“怎么办?”黄老淡淡地看自己的儿子一眼,“你都把话说成这样了,那只能是我出面了,你不是不想得罪人吗?”
“我……我不是那个意思,”在外面桀骜不驯的黄汉祥,在自家老爹面前是相当地温顺,他讪笑一声,“我就是让您点一下头,然后,我不就好打着您的旗号办事了?”
“你打我旗号办事的时候还少吗?”黄老淡淡地回他一句,又笑一声,“行了,你有你的忌讳也不错,我安排吧,就说这两天我用那小家伙呢,你不用管了。”
以黄老的身份,自然不会去亲自找X办一个小小的秘书,他安排自己的秘书去办理就行了,秘书的优势,是黄汉祥这种主儿都不可及的。
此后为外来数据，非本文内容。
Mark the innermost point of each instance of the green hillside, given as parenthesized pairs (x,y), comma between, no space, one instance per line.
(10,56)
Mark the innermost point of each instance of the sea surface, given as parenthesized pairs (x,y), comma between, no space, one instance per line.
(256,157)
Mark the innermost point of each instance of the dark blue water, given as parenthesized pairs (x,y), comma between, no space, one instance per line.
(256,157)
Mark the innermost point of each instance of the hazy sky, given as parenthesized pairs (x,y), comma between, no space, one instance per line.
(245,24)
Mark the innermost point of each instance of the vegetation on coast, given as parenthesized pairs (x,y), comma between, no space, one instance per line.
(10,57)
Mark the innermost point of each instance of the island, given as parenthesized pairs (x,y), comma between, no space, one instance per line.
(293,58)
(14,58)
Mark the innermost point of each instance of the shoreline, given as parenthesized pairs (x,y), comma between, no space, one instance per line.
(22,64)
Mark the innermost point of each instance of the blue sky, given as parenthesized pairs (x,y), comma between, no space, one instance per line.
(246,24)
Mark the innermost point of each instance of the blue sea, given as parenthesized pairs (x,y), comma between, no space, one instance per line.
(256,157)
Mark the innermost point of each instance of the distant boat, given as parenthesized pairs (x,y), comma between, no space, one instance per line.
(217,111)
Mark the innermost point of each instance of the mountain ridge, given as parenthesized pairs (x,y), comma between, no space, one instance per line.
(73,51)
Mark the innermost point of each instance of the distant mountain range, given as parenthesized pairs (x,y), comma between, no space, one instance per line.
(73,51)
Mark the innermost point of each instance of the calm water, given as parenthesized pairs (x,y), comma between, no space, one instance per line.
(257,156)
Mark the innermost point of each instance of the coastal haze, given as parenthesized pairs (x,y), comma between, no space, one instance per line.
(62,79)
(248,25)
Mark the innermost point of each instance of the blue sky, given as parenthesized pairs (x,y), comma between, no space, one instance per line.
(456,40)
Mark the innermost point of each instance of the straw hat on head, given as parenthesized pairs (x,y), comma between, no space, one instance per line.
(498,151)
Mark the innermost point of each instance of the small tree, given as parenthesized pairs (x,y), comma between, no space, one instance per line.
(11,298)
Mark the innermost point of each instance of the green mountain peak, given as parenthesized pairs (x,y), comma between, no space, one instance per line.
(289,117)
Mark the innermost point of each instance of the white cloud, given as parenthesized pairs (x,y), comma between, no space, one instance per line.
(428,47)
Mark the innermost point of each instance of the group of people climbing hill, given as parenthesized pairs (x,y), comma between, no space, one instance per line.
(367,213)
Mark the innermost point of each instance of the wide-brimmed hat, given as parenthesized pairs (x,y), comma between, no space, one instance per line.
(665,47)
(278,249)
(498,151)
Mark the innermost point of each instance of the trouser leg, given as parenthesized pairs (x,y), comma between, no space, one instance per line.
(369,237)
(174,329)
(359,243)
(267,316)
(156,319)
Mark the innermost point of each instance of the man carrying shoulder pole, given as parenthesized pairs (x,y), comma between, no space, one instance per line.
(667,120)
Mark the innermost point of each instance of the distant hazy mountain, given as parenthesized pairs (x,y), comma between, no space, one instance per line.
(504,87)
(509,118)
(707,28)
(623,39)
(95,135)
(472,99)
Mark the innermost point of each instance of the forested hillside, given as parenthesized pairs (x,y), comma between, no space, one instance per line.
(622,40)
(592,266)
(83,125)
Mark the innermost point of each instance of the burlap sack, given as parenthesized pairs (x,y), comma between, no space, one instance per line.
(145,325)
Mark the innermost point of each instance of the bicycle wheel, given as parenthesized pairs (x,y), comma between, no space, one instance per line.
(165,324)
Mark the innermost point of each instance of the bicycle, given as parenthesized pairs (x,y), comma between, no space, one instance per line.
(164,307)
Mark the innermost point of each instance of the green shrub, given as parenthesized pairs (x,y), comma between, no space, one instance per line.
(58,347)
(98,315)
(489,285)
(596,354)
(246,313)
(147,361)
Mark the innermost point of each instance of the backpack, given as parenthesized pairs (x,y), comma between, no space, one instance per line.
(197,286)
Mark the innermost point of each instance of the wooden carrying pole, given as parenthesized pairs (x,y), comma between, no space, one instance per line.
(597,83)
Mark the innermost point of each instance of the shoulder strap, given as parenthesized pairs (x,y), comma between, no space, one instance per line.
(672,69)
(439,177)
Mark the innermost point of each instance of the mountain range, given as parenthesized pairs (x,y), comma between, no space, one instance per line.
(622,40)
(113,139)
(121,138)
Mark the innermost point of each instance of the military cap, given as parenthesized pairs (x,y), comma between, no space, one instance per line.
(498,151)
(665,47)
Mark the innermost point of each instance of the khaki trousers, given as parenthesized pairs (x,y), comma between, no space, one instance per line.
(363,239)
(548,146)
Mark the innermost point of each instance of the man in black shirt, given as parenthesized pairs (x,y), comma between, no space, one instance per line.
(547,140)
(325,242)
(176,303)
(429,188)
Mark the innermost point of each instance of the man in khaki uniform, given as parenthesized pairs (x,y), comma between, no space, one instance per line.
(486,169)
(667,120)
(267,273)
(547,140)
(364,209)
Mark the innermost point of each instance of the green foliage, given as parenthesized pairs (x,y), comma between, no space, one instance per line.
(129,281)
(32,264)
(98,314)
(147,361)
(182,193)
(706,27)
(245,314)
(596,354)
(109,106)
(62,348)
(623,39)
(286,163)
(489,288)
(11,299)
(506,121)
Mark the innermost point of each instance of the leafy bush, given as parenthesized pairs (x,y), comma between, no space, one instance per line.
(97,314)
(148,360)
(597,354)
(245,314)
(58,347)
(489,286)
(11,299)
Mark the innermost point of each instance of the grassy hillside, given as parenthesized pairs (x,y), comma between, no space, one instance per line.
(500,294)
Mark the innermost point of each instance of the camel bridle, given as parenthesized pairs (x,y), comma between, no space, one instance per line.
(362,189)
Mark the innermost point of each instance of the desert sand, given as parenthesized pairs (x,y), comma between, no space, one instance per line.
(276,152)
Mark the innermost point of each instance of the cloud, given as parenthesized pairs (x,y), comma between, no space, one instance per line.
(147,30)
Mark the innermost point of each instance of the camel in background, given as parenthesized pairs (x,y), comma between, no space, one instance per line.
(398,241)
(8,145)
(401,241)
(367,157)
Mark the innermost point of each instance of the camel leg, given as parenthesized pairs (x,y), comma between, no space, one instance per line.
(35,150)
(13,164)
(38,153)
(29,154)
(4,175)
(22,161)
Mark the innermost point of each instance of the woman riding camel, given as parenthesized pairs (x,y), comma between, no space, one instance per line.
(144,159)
黄老对陈太忠也有耳闻,上次小家伙来拜访他的时候,他还没怎么上心,可是多少就有个印象了,最近也时不时听人说起那小娃娃,有说好话的,也有说难听话的,这也就无须细说了。
不过这药丸出自小家伙的手,这不能不让他对此人生出一些好感,他也知道,老二跟那小娃娃走得近,心说有老二招呼他就足够了,天南那地方屁大一点,还能有什么事儿不成?
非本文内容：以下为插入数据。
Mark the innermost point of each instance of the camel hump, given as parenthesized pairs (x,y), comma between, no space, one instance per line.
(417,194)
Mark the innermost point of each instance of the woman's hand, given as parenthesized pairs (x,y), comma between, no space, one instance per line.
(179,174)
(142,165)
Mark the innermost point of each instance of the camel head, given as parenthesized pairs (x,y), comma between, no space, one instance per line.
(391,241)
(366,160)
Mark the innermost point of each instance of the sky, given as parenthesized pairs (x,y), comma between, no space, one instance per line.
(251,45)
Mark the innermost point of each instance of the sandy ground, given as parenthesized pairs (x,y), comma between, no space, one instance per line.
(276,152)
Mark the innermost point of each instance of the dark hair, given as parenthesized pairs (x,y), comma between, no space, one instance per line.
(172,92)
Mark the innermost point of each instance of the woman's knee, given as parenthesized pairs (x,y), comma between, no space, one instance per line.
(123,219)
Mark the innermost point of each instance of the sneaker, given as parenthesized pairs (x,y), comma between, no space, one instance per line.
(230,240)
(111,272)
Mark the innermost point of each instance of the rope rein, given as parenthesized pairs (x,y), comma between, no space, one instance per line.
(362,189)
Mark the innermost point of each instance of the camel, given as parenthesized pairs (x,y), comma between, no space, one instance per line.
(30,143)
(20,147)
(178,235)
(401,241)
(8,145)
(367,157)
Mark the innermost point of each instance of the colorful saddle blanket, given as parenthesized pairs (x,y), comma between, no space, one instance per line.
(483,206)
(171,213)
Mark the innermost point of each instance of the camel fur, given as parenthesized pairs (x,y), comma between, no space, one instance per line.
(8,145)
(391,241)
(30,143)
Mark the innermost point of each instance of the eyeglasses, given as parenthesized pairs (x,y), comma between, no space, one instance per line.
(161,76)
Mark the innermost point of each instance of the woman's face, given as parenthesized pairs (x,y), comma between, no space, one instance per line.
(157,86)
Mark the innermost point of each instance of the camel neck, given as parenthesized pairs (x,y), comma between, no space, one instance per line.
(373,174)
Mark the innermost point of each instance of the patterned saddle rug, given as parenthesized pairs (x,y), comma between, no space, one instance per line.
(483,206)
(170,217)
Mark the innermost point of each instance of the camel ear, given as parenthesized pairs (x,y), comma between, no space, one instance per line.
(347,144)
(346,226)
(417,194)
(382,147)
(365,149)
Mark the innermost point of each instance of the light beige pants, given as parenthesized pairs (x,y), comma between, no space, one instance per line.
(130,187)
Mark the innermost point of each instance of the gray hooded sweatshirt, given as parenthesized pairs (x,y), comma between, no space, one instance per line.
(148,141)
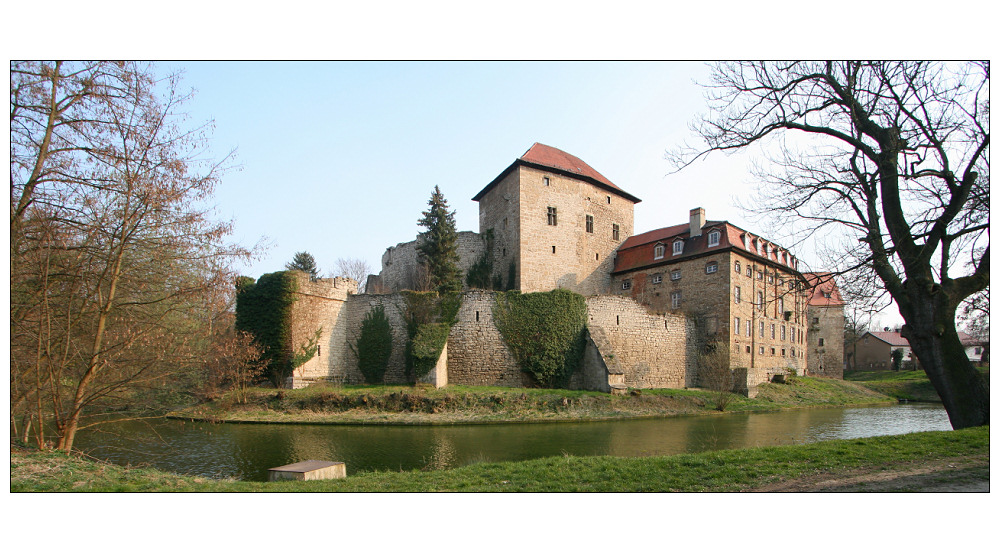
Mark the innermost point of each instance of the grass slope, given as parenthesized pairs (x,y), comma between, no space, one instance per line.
(718,471)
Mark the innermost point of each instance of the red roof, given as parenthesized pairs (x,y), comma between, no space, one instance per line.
(638,251)
(824,290)
(892,338)
(542,156)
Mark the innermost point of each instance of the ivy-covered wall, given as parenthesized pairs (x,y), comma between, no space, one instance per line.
(545,331)
(264,309)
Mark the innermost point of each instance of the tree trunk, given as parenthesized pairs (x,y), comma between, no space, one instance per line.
(962,388)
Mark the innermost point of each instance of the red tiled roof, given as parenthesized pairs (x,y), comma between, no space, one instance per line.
(540,155)
(822,284)
(892,338)
(638,250)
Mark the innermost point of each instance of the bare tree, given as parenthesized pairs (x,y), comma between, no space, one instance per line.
(893,156)
(116,265)
(357,269)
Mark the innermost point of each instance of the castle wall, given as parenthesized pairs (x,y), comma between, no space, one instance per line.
(652,351)
(826,323)
(477,354)
(582,261)
(320,304)
(711,297)
(402,271)
(499,210)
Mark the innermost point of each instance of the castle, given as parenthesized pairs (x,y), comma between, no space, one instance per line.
(551,221)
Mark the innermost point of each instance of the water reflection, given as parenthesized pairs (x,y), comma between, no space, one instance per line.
(246,451)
倒是最近老二撮合的法国什么副部长的见面,黄老有点不以为然,不过想一想二儿子的脾气和身份,他也就释然了:老二也就只能干点这种事儿了,他没老三沉稳啊。
“老爸,这个小陈……他不一定等得到人啊,”黄汉祥见老爹出面张罗了,心里就踏实了,不过他又生恐老爹期望值太高,到时候失望了,因此产生什么不好的情绪,那他这做儿子的岂不是罪过大了?
“你还真以为我老糊涂了?”黄老笑了起来,摇一摇头,“我知道是你的一份心思,有最好,没有也无妨,不过汉祥我告诉你啊,天南那边,你别太活泼了。”
“我没有啊,”黄汉祥听得就是暗暗一惊,“您跟我交待的那些事儿,我都记着呢。”
“有没有你心里有数……我就是提醒你一下,”黄老微微一笑,“现在不是很太平,你也知道,尽量少往一些事儿里扯。”
“这个您放心,我还真没那资格,”黄汉祥笑着点点头,心里一时大定,他非常清楚老爷子的眼光在哪个级别,那么,他说的确实是实话——不够资格掺乎。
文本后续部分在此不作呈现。